Thank you, Joe. So we have not yet had discussions with the FDA about the full clinical program, that's something that we'll come up in the future and that we are very excited about. What we do understand though is that we're talking about different development programs in the U.S. and Europe versus Asia. In Asia, this is -- HCC is not an orphan indication and it will require a different development path because of that. We believe that ideally, sometime in the future, we should team up with an Asian partner for the commercialization, in particular in Asia, but also potentially for the late-stage development over there. We intend to move forward to the maximum extent possible ourselves with MIV-818 to really create as much shareholder value as possible.

That's helpful. And then, sorry. Yes. And then I know you can't give specifics with regard to your business development activities, but I guess I would sort of ask the question this way, especially for remetinostat. I guess how would you define or characterize the maturity of any of your potential discussions?

Thank you for that question, Joe. Unfortunately, I'm pretty boring when it comes to these answers. So I don't give any kind of indication on where we are in the discussions with potential partners because from experience, you know that you don't have a deal until you have it signed by both parties.
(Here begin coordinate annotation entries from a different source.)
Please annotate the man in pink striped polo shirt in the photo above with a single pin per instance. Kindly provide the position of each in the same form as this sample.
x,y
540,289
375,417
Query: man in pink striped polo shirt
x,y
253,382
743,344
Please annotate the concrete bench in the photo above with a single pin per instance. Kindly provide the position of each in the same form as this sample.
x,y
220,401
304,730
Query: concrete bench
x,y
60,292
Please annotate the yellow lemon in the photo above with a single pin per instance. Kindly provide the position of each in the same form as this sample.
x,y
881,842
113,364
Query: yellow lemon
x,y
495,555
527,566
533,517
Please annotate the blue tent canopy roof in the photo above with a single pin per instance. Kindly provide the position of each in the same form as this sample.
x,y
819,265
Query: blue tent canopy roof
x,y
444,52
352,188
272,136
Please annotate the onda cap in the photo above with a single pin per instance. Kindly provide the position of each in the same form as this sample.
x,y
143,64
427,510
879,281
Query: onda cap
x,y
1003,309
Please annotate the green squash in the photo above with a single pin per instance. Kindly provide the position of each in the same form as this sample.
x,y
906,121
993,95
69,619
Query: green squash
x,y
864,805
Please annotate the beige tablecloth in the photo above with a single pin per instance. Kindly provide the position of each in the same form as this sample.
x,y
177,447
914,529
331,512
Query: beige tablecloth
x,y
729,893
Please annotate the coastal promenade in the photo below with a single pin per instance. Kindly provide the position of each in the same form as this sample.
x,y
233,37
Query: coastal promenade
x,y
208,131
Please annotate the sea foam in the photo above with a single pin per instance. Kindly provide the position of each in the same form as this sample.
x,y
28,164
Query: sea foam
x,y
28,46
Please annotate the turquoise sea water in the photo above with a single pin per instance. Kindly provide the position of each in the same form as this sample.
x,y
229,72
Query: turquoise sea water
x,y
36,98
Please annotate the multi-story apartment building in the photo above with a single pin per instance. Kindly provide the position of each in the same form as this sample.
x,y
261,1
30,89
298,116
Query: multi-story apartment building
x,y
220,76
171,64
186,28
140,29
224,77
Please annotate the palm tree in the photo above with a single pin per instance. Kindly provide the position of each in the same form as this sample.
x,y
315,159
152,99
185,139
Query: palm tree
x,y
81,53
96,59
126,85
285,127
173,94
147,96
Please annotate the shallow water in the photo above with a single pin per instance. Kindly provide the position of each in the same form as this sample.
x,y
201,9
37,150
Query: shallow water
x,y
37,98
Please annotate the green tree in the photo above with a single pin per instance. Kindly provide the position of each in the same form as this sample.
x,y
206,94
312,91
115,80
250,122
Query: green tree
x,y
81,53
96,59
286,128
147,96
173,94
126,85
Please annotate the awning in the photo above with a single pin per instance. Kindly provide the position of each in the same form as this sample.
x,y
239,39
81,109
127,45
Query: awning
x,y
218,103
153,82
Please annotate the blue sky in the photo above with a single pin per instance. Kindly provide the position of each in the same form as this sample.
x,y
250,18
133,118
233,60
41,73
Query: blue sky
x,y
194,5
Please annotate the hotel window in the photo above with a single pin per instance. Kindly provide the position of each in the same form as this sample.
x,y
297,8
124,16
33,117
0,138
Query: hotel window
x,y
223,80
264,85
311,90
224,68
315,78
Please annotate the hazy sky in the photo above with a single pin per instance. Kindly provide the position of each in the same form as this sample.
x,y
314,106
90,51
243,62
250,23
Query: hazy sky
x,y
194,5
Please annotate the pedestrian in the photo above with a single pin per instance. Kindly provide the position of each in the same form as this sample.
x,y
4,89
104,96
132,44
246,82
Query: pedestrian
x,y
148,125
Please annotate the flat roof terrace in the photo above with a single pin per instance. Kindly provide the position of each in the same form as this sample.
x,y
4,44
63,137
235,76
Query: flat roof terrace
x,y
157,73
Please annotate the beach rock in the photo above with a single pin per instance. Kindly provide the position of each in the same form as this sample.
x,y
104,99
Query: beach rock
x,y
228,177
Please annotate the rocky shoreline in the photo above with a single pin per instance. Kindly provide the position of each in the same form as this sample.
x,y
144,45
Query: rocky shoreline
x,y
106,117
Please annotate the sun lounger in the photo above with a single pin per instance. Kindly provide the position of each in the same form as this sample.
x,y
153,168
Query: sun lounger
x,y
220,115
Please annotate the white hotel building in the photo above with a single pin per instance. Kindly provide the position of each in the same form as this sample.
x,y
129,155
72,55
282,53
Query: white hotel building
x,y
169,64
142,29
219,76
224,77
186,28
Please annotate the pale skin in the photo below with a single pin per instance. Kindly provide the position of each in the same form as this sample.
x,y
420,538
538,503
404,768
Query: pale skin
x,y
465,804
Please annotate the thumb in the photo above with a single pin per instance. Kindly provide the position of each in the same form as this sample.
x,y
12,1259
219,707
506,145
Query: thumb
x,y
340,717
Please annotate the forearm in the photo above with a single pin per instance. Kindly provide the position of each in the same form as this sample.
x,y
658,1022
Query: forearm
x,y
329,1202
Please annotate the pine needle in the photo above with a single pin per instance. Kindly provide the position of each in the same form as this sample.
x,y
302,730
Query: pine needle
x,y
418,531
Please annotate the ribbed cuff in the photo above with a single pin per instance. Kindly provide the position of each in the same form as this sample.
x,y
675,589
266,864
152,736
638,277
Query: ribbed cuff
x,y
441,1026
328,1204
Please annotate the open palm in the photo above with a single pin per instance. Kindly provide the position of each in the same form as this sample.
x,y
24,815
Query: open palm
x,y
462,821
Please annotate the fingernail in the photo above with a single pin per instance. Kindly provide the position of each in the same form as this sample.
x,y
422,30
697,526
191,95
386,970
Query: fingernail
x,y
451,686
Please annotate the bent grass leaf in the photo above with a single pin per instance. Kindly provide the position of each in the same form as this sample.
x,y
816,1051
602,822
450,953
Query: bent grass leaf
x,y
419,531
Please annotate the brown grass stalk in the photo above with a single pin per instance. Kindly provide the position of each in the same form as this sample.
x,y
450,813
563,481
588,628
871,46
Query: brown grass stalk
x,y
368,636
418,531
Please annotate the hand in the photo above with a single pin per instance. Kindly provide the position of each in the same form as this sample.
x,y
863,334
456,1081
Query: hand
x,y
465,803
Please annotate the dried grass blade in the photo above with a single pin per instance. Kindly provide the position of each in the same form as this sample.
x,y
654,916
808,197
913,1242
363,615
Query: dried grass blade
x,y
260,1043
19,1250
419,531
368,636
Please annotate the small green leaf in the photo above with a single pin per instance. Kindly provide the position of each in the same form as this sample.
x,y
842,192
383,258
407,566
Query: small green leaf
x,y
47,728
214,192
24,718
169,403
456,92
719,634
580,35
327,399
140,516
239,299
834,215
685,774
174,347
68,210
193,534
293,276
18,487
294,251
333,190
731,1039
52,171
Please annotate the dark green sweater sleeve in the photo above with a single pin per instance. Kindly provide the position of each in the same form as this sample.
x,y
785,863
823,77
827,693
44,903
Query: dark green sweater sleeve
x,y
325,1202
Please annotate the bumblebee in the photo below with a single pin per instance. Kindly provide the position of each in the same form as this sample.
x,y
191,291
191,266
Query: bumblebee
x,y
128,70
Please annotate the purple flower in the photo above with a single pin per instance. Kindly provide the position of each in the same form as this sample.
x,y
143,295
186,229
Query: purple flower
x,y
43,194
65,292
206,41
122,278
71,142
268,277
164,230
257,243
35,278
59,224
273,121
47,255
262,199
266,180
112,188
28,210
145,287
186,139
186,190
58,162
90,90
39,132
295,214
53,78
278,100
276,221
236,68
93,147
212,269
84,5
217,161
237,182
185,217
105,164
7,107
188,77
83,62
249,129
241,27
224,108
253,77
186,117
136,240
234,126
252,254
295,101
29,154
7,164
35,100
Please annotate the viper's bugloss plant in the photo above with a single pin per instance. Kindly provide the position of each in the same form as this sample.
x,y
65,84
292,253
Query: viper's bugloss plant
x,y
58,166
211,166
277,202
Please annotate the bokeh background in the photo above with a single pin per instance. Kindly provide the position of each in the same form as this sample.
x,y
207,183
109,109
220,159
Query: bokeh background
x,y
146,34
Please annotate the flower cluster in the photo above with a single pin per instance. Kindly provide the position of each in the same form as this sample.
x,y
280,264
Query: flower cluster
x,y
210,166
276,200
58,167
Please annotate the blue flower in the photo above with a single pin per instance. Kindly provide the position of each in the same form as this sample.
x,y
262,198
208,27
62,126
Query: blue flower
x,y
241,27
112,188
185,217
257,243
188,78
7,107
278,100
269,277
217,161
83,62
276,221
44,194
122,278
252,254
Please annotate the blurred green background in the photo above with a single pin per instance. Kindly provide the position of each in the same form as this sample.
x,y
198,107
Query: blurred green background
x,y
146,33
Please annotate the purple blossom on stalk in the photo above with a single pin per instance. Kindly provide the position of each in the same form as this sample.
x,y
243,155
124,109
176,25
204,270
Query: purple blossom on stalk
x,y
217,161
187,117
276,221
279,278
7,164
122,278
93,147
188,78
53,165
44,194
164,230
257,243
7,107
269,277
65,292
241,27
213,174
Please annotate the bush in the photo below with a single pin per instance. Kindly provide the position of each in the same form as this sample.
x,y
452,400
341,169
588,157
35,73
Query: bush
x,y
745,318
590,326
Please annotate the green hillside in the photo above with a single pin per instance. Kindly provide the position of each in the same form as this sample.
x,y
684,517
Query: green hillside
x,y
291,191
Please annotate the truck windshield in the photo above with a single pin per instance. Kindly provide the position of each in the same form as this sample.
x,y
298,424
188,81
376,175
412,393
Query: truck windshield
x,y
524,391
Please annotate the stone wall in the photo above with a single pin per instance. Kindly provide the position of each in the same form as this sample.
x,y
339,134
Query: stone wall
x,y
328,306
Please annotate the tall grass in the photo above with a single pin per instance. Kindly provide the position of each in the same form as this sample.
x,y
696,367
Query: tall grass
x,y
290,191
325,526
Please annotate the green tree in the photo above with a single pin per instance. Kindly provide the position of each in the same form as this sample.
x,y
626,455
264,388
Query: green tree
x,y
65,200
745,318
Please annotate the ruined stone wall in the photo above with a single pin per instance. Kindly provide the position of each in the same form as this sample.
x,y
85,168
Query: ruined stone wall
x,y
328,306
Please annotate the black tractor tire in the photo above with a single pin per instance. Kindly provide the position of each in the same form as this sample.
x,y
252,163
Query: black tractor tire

So but what I think is important with remetinostat is that we have very good data in cutaneous T-cell lymphoma. We have indications that we will have very good data also in basal cell carcinoma. So there is a lot of opportunities to have a drug that can help patients a lot and can also provide a lot of money in terms of sales. So I think that is the very interesting asset, just like 711.

Our next question comes from the line of Niklas Elmhammer of Redeye.

I was wondering if possible if you could give some more color regarding where you are in terms of recruitment and dose escalation in the Phase Ib? And also regarding remetinostat and the investigator-initiated studies, if you can give any clues when we can expect the next update?

Yes. Thank you, Niklas. So first of all, we don't provide the interim updates on exactly where we are with the -- our clinical trials. What I can say is that we are on track. Now all our sites are up, running and we are excited about how the study is progressing. But again, we are still sticking to the quarter 1 2021 as the finishing up of that study. So that's what I can say. I can also add that this study is basically related to safety, and we already have an indication from Phase Ia that we're pretty happy about the dose of 40 mg, and I don't think that we will deviate a lot from that dose. It's certainly not 10x, certainly. So we are happy about how the study is progressing. When it comes to the second question that you asked about remetinostat and how the BCC study is progressing, we cannot speak specifically about when we will learn about data from the full study because it's an investigator-sponsored study. But what I can say is that it's not going to take too long before we hear something about it. That study has been progressing nicely as far as we know.

Our next question comes from the line of Ingrid Gafanhão of Kempen.

I was wondering, we can -- already, we can you still continue to see your expenses getting lower over time? Is this a trend that you expect to continue over the years? Or do you think it has now reached some sort of a [ stabilization ] in that?

Thank you, Ingrid, for the question. It's Magnus here. Yes, you can see a material downsize from last year. And last year, we still had some costs related to the big organization that we had before. But you can see now from this quarter that we're really on plan and really downsized the operating expenses quite a lot from previous years. But I would say we are -- of course, we always look to downsize more. But I think we are on a good size now at this point. It is according to the plan, I would say.

[Operator Instructions] There seem to be no further questions coming through, so I'll hand back to our speakers for the closing comments.

So thank you very much for listening in to this call. And we are looking forward to providing additional information over time, in particular from the 818 study. Thank you so much.